The strategy allows a company to deduct immediately costs that would normally be payable, and deductible, only over a period of years, if ever.
In the Black & Decker case, the company had sold several of its business units in 1998, generating a substantial capital gain. The same year, it created Black & Decker Healthcare Management Inc., and transferred to it $561 million in cash and $560 million in potential employee health care claims. In return it received stock in the new company.
Black & Decker then sold that stock for $1 million. On its 1998 tax return, it claimed that the stock had cost $561 million and thus it was entitled to a capital loss of about $560 million. When the IRS refused to give the company a refund, it sued the agency.

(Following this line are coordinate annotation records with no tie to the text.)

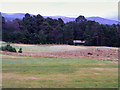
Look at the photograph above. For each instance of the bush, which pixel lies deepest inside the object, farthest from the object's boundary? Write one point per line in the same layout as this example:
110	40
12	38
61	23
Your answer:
20	50
8	48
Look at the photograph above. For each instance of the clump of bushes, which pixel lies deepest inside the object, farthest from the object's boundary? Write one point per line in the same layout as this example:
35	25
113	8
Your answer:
10	48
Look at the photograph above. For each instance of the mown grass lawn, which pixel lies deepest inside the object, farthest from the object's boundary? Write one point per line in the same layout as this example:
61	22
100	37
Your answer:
36	72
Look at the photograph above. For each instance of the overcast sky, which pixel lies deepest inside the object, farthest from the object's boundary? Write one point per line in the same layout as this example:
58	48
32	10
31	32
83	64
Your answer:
71	8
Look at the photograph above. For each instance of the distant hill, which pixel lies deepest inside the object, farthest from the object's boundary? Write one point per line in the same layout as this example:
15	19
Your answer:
12	16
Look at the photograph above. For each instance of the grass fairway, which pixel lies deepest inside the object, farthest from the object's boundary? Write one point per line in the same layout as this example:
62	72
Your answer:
36	72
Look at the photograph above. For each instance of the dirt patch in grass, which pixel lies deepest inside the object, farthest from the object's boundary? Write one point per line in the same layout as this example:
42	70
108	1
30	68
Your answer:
101	54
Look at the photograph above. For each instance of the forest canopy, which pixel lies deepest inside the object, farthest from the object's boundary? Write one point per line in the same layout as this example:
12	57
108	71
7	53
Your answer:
40	30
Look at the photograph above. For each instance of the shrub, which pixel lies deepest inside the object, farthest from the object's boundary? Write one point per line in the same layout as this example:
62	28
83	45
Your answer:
20	50
8	48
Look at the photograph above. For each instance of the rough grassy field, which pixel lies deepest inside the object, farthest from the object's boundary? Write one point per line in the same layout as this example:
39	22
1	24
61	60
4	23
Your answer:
40	72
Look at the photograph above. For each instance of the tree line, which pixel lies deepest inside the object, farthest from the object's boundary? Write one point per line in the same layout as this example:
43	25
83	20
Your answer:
40	30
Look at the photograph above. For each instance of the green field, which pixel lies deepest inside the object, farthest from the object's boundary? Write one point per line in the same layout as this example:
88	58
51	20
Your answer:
38	72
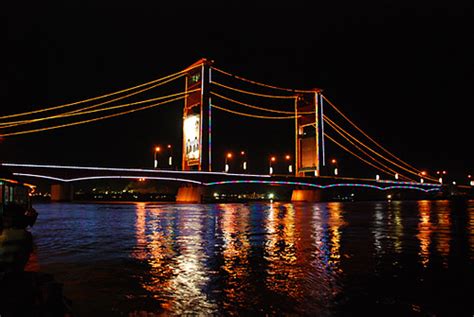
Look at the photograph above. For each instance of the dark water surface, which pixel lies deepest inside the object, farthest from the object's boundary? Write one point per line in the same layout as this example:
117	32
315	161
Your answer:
325	259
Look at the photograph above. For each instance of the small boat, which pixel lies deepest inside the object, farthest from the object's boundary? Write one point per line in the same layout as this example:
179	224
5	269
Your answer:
16	210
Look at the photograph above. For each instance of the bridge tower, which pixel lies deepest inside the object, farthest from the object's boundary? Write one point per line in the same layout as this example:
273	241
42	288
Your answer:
196	154
309	134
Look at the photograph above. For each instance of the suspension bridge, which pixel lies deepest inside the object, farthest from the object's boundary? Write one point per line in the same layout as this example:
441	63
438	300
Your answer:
207	88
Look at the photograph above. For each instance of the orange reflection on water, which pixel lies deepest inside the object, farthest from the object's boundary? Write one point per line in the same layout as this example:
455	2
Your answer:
283	272
424	231
470	211
335	222
235	222
443	230
397	226
175	259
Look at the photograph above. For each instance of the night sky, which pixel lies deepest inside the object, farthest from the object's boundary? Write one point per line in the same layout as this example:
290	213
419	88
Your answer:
403	73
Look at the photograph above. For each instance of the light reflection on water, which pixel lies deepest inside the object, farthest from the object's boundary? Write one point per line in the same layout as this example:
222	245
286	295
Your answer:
322	259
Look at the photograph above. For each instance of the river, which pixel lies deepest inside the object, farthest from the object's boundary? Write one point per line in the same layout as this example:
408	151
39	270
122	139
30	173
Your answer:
390	258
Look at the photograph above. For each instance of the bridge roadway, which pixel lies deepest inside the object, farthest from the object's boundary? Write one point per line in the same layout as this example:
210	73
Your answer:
70	174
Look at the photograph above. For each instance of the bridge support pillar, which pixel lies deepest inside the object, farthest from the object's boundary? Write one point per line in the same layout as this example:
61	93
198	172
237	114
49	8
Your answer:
309	195
62	192
190	194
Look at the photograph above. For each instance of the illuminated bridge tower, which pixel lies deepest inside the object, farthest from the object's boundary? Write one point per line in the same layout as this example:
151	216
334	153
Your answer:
197	118
309	134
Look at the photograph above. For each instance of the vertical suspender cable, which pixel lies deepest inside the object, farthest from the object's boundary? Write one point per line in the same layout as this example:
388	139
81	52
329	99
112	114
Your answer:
322	130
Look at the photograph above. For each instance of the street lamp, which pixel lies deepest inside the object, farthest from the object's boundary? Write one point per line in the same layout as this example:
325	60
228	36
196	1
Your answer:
272	160
440	174
290	167
422	174
155	152
228	156
170	158
334	162
244	161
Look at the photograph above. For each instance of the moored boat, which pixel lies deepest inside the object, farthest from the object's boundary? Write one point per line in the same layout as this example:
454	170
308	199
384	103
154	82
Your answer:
16	210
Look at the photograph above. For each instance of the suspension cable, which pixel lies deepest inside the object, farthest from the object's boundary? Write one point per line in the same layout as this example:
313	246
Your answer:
262	84
357	156
250	115
98	97
91	120
335	127
255	107
357	147
84	110
360	130
252	93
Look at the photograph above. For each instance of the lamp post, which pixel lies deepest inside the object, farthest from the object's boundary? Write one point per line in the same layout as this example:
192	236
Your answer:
422	174
334	162
440	174
290	167
170	157
272	160
228	156
244	161
155	160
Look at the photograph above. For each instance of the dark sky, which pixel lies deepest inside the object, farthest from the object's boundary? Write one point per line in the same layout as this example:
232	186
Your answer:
402	72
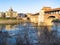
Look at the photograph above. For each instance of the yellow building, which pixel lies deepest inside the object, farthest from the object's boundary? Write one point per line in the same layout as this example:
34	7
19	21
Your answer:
11	14
2	14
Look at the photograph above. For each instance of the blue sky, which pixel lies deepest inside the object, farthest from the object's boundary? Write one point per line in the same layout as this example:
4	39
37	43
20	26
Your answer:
30	6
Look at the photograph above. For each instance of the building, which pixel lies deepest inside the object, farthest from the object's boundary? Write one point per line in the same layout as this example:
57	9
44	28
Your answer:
2	15
11	14
47	14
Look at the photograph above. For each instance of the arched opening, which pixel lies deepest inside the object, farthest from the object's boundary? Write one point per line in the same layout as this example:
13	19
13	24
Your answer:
51	17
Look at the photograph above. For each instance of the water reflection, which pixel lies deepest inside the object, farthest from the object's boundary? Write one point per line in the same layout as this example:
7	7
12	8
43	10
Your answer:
28	34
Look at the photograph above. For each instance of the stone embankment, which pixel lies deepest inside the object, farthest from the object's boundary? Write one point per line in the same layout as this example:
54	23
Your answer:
11	21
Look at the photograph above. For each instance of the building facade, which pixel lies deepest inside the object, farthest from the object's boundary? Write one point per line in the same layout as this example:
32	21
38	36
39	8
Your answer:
11	14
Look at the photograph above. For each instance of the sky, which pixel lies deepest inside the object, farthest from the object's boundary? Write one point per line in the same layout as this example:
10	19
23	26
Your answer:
28	6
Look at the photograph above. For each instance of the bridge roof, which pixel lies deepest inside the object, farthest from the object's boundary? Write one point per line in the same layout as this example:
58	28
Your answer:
52	10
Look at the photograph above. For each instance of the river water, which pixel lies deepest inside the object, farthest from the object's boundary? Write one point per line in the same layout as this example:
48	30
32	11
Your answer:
29	34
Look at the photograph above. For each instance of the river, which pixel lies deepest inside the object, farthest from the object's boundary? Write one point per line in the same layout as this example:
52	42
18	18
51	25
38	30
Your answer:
29	34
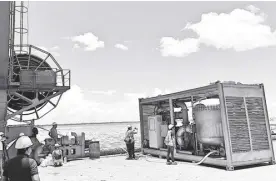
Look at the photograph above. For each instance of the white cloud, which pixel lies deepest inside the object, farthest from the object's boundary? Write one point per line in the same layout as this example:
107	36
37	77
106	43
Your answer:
178	48
240	30
253	8
76	46
72	108
120	46
52	50
109	92
89	40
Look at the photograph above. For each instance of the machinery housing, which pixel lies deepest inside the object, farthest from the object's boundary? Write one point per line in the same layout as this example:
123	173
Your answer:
236	128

Company officials could not be reached last night, but Black & Decker noted in a posting on its Web site that a decision in favor of the IRS would have resulted in "a cash outflow . . . of approximately $140 million."

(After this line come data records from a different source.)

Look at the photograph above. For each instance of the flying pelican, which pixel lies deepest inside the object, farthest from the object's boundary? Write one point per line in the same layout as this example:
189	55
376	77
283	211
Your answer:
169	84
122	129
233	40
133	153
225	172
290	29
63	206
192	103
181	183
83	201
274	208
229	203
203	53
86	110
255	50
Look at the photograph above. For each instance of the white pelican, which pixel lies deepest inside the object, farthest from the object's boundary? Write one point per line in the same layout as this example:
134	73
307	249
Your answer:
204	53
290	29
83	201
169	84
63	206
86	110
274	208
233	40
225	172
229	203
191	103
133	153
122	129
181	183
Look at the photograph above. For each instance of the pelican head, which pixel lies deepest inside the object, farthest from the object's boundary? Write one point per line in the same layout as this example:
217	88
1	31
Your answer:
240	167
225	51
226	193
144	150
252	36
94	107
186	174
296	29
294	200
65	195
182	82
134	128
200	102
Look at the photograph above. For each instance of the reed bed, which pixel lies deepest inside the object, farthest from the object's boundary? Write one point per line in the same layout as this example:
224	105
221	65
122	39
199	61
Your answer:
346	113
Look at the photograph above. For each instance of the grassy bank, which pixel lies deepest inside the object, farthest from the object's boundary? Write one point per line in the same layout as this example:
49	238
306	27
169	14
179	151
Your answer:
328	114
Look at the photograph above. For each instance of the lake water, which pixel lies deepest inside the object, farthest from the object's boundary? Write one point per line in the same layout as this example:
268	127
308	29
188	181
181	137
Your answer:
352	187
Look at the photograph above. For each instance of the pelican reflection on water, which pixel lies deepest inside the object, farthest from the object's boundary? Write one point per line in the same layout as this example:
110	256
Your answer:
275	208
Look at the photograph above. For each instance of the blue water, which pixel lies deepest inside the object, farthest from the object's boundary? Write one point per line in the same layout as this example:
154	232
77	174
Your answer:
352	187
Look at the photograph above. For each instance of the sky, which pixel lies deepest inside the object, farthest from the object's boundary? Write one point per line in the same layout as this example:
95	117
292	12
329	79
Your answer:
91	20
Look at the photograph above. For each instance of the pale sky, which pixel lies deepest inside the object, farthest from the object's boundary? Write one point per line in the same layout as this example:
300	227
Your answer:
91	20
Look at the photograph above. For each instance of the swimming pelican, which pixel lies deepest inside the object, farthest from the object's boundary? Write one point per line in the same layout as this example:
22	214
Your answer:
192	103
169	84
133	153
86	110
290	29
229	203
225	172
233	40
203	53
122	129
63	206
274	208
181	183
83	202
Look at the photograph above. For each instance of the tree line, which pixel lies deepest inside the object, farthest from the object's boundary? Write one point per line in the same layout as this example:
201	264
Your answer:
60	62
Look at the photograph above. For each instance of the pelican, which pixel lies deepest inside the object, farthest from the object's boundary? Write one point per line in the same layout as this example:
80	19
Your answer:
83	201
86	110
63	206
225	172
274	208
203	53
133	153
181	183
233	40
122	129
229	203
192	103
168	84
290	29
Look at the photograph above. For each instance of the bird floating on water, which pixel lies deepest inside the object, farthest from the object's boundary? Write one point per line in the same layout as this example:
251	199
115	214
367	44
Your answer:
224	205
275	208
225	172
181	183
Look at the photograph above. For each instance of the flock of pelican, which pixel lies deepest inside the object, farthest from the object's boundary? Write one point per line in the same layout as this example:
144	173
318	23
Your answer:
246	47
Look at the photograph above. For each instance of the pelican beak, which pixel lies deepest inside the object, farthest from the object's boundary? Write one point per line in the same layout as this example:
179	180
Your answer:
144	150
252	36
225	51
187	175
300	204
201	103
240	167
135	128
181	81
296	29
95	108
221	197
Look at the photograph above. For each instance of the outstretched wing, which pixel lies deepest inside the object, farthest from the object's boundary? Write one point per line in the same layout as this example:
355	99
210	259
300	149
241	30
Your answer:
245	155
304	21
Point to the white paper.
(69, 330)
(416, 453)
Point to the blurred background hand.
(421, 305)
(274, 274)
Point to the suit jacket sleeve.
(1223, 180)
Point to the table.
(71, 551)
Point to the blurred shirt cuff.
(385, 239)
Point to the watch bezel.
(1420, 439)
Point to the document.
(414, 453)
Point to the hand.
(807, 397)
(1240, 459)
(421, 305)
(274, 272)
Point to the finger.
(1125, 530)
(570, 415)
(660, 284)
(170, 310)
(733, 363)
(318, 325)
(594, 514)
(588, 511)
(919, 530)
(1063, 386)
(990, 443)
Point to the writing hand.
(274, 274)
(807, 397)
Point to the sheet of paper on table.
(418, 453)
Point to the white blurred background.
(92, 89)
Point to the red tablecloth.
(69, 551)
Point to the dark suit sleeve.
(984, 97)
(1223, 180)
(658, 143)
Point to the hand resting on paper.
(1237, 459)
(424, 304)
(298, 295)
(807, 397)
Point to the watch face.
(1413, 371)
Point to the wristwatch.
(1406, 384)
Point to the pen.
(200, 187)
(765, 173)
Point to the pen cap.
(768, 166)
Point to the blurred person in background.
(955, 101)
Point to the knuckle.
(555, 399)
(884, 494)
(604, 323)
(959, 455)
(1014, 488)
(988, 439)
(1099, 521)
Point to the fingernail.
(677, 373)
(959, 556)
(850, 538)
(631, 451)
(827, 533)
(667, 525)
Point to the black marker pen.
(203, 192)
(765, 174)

The judge held that since the new company had assumed responsibility for managing Black & Decker's employee health care plans, and because it became responsible for paying those claims, "the BDHMI transaction . . . had very real economic implications for every beneficiary of [Black & Decker's] employee benefits program as well as for the parties to the transaction." Thus, the transaction "cannot be disregarded as a sham," he said.
The IRS had argued that 34 days after transferring the $561 million to the new company in exchange for stock, Black & Decker received the same amount back from the new company as a loan. Under the loan terms, Black & Decker must make payments to the new company to match what is needed to pay the Black & Decker employee health care claims, the IRS said.